Dear Millennial Generation,

I recently ran across a piece titled, “An Open Letter to the Church from My Generation,” written by a college student in South Dakota. Dannika Nash, the writer of the letter, says she speaks for your entire generation in rejecting the traditional church because of its stance toward homosexuality. Perhaps her claim is correct, but for some reason I doubt it. It just seems unlikely that one young woman from South Dakota represents the views of 80 million people.

Nonetheless, Ms. Nash clearly struck a nerve. More than 10,000 people shared her letter on Facebook and Twitter. At the very least, she represents a significant minority of your generation. Many of you are tired of the ongoing culture war over homosexuality. You have friends in pain, people who feel rejected by the Church (and consequently by God), and you want to ease their suffering. You’re tired of voices on both sides of the issue shouting at one another, yet making little progress in truly understanding one another.

I wonder if you would be surprised to find that many evangelical pastors and leaders are similarly dismayed by the anger and hostility surrounding this issue? Most of us aren’t eager to go to war over moral, political, or cultural issues, when our primary purpose is to make disciples of Jesus.
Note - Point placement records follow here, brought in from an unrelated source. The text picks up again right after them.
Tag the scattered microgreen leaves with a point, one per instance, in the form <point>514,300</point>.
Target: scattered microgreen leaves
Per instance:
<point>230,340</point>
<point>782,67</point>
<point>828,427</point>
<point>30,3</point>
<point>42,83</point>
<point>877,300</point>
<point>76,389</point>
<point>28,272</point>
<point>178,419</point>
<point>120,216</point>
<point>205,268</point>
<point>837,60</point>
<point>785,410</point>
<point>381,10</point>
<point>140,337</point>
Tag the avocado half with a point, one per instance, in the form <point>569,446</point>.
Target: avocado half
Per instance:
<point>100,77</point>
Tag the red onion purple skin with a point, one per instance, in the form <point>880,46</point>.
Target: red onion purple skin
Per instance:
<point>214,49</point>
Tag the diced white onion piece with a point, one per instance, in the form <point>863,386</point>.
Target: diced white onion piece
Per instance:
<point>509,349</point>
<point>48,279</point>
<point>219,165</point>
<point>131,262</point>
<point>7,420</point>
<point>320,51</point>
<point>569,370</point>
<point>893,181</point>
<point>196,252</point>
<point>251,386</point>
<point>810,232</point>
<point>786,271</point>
Ms. Nash would certainly classify my church and its pastors as deeply conservative. We hold traditional views when it comes to the Bible, the death and resurrection of Jesus, and yes, on issues of marriage and sexuality. When we select leaders, we expect them to act in keeping with biblical standards of integrity in every area of their lives, including the sexual area. We occasionally preach to our own congregation about homosexuality and other issues of sexual morality, because we recognize that sexual sin is a huge stumbling block for those trying to follow Christ.

However, our church exists to make disciples of Jesus, not to make people polite, nice, good, or socially acceptable. Most of the evangelicals I know would agree with that statement. The core of our message is that Jesus died and rose again to save sinners, and we are all sinners. Sin is an equal opportunity killer, and grace is an equal opportunity savior.

For that reason, it troubles me that the first question Millennials (and others) often ask me about my church is how we feel about homosexuality or gay marriage. I’m certainly not a celebrity pastor, but reporters occasionally call us for quotes. Without fail, they want to talk about homosexuality — do we hate homosexuals, do we really think the Bible is against them, how often do we preach sermons on the topic, etc. I’ve decided I simply can’t answer those questions apart from a broader discussion about Jesus and the gospel. I do not want to participate in an argument about morality without a discussion of the saving grace of Jesus Christ. It’s unproductive at best, and dangerous at worst. Usually that means the reporter in question finds somebody else to provide a quote, somebody who will simply condemn homosexuals in stark terms without referencing the gospel. If you’ve ever wondered why the Christians quoted in the media seem to be of the strident and angry variety, that’s why.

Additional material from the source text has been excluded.